覚えなくとも読める決算書⑩

第9回 覚えなくとも読める財務諸表 -純資産の読み方-

純資産とは、自己資本のことです。 家計で言えば、正味の自己財産です。

例えば、広い土地に立派な一戸建てに住み、自家用車も外車、生活も派手そうに見える家庭であっても、それらはすべて自己財産とは限りません。ひょっとして、そのほとんどが借入金で成り立っているのかもわかりません。

会社も同じです。立派な建物に、たとえ多くの車両や設備があっても、その会社の財源は火の車かもわかりません。それを示すのが『純資産』なのです。
純資産には資本金のほかに、資本準備金や利益準備金など、数多くの勘定科目がありますが、私たち中小企業においての純資産とは、ほとんどの場合、資本金と繰越利益剰余金だけです。建物や車両等の資金の出どころが純資産であれば自社のものですが、そうではなく借入金であれば、毎月相当額の金額を返済していかねばなりません。

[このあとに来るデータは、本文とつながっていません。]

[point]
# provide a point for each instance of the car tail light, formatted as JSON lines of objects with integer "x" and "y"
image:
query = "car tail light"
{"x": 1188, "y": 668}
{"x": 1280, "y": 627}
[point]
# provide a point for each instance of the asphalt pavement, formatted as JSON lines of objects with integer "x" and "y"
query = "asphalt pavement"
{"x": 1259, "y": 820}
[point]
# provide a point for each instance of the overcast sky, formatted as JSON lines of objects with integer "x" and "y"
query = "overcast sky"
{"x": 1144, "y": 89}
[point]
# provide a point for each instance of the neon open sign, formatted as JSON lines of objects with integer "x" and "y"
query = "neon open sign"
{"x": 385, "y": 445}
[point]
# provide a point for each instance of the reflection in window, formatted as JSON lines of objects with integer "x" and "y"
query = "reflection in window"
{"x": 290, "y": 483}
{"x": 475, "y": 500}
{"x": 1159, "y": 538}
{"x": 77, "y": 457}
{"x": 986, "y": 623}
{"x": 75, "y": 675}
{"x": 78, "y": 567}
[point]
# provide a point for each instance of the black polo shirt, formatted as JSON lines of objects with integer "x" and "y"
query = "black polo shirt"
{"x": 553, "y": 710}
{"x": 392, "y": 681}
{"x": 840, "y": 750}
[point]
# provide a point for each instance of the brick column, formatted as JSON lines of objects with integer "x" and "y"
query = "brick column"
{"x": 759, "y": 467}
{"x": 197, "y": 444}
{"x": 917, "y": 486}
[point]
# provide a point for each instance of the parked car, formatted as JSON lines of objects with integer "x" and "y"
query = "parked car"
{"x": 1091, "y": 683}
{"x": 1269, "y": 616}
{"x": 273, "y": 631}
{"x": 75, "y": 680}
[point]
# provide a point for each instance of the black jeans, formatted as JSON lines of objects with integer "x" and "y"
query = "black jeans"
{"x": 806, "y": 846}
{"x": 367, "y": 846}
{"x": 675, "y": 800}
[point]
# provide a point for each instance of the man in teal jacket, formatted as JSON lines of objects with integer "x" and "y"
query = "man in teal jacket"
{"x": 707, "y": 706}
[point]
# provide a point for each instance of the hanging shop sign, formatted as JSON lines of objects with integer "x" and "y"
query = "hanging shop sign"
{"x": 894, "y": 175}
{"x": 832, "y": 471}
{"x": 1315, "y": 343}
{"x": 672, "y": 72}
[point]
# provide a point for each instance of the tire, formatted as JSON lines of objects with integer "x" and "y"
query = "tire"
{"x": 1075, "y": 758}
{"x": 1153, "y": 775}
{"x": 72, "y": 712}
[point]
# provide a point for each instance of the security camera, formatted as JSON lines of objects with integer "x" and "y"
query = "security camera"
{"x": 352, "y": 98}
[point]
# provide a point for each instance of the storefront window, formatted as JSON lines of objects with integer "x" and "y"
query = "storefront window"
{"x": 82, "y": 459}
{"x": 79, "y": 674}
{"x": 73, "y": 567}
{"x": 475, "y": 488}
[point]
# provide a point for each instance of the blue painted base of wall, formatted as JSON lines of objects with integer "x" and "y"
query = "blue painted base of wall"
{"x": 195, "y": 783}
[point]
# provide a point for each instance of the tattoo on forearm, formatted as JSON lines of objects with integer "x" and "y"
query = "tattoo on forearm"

では、そんな純資産をどのように見ればよいのでしょうか。

 

1.純資産と資本金を比べる

まず、もっとも基本的な見方は、純資産が資本金よりも大きくなっているか、ということです。つまり、繰越利益剰余金があるかどうか、ということです。この繰越利益剰余金いままでのあなたのビジネスの成果です
もしあなたが資本金300万円で始めて、純資産が500万円あるのであれば、ともかく事業は成功してきたといえます。それに対して純資産が100万円に減っているとか、あるいはマイナスであれば(このことを債務超過といいます)、これまでの事業は成功して来なかったということを示しています。
うちはそんなことはないとお思いかもわかりませんが、いま実に、7割を超す中小企業はそのような状況となっています。ですからまずは『純資産』をみてください。これがあなたのこれまでの事業の成績です
では、どの程度の純資産になっていれば成功といえるのでしょうか。
それは 資本金+(資本金×10%×n)という式で求められます。nとは事業年度を表します。たとえば、資本金300万円で仕事を始め、8年経っているのであれば、純資産は540万円程度にはしておきたいところです。

 

2.純資産と総資本を比べる
総資本とはもうお分かりだと思いますが、会社で運用している資金の総額です。負債と純資産を足して5,000万円あるならば、あなたは5,000万円を運用して事業をしているということです。
その総資本と純資産を比べることで、自己資本の割合が確認できます。せめて会社で運用している資金の半分くらいは自己資本で賄いたいものです。そのような会社は現実には少ないわけですが、だからこそ、目標として50%程度は持ちたいものです
しかし家計であったなら、半分じゃ少ないと思いませんか?もし、家計で運用しているお金の半分が借金であったなら、大変だ!と感じられるはずです。
何度も言うようですが、事業も家計も同じです。

経営分析ではこのことを『自己資本比率』と呼んだりしています。

 

3.純資産と固定資産を比べる
固定資産とは事業にとって基盤となるものです。従って長く使用します。できるならば、そんな固定資産はすべて純資産で賄いたいものです。
家計で言えば、一番の固定資産は住宅です。なかなか大変なことですが、もし住宅ローンがなければ生活にかなりのゆとりが生まれてきます。事業も同じです。固定資産がすべて純資産で取得できていれば、事業にゆとりが生じるようになります。
したがって、固定資産と純資産を比較し、状況を把握することは大切です。

経営分析ではこのことを『固定比率』と呼んだりしています。

 

純資産はこれまであまり顧みられるものではなかったかもしれませんが、実はこれを見れば、ひと目で、これまでの事業評価をすることができます。
あなたの事業はどうでしょうか?
もし、純資産が資本金よりもあまり増えていない場合は、会計という羅針盤で経営状況を改善していきましょう。